The Lucas and Fibonacci numbers solve the Pell equation,
$$L_n^2-5F_n^2=4(-1)^n\tag1$$
The tribonacci numbers $z = T_n$ are positive integer solutions to the cubic Pell-type equation,
$$27 x^3 - 36 x y^2 + 38 y^3 - 342 x y z + 96 y^2 z - 144 x z^2 + 456 y z^2 + 1316 z^3 = \color{brown}{3^6}\tag2$$
where $x,y$ are associated sequences to the tribonacci. Or more simply,
$$a^3 - 2 a^2 b + 2 b^3 - a^2 c - 2 a b c + 2 b^2 c + a c^2 + 2 b c^2 + c^3=1\tag3$$
where $a,\;b,\;c = T_{n-1},\;T_{n-2},\;T_{n-3}$. See this post.
Question: For aesthetics, I wish to simplify. Is it possible to reduce $3$rd deg eqns $F(x,y,z)=0$ like $(2)$ and $(3)$ to the simpler form without cross-terms,
$$a_1p^3+a_2q^3+a_3r^3+a_4pqr+a_5 = 0\tag4$$
for integer $a_i$ using a transformation with rational coefficients?

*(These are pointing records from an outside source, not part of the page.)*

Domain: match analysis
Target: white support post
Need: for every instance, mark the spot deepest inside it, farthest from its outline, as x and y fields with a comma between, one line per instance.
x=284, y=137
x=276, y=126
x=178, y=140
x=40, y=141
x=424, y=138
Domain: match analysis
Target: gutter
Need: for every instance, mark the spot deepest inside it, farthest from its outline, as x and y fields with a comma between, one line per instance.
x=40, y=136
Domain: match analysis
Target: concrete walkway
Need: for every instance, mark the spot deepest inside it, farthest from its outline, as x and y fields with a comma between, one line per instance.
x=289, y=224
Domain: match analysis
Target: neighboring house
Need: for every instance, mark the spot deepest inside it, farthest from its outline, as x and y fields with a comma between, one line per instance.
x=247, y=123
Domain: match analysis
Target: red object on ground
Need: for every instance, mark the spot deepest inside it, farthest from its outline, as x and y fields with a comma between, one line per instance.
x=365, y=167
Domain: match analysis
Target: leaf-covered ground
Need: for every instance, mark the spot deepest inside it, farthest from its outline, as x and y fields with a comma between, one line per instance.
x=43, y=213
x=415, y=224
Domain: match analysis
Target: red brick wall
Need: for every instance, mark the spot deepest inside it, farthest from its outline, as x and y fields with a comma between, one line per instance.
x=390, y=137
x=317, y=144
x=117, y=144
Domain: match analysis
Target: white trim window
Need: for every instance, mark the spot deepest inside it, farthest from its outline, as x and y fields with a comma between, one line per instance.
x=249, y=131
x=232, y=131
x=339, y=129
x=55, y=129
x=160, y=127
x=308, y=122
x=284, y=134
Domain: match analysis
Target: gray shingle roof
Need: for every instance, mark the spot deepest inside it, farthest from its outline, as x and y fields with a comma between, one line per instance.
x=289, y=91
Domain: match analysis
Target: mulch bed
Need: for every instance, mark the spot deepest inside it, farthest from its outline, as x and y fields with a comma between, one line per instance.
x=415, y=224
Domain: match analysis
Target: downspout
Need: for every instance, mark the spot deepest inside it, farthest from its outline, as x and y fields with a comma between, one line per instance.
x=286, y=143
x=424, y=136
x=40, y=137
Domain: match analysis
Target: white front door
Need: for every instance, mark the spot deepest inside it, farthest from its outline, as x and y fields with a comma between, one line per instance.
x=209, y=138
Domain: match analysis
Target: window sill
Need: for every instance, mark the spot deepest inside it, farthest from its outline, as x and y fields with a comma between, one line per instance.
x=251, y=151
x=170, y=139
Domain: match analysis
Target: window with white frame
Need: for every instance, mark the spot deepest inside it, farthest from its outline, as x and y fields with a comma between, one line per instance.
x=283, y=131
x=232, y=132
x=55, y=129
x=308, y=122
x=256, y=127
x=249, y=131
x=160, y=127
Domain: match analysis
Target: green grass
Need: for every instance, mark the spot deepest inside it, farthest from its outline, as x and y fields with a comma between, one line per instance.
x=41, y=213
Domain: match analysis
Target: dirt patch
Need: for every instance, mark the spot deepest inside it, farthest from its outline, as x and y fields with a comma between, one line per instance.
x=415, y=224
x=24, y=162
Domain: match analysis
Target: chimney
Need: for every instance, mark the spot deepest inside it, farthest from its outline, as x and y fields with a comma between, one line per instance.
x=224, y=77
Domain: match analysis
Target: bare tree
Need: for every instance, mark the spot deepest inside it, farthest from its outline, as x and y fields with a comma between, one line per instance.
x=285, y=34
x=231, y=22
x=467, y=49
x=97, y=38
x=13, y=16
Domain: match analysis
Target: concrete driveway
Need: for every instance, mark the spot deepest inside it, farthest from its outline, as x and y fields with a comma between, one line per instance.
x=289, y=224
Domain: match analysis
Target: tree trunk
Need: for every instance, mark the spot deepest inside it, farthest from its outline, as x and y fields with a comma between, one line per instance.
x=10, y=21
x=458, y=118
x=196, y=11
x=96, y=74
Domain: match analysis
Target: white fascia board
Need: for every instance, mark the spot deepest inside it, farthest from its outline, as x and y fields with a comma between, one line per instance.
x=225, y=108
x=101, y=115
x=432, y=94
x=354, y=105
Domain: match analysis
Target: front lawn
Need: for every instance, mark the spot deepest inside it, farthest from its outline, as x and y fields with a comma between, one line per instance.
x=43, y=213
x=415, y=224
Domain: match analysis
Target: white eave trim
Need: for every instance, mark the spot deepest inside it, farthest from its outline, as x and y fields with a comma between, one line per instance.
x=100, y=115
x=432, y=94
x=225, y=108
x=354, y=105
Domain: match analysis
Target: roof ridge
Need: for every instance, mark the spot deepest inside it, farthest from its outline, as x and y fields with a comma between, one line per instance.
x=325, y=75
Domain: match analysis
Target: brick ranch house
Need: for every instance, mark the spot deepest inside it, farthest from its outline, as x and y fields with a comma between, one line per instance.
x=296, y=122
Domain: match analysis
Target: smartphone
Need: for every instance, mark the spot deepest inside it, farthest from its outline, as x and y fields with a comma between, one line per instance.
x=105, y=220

Note: For example, I tried,
$$x = c_1p+c_1q+c_3r$$
$$y = c_4p+c_5q+c_6r$$
$$z = c_7p+c_8q+c_9r$$
Substituting it into $(2)$ and getting rid of the cross-terms entailed a system of six equations. For simplicity, I assumed three of the $c_i = 1$. It was solvable, but my final equation was a quadratic, hence not all the $c_i$ were rational. However, perhaps I was not using the right assumptions.
So is there a general transformation with rational coefficients to get the form of $(4)$, or does it happen only for particular cubics $F(x,y,z)=0$?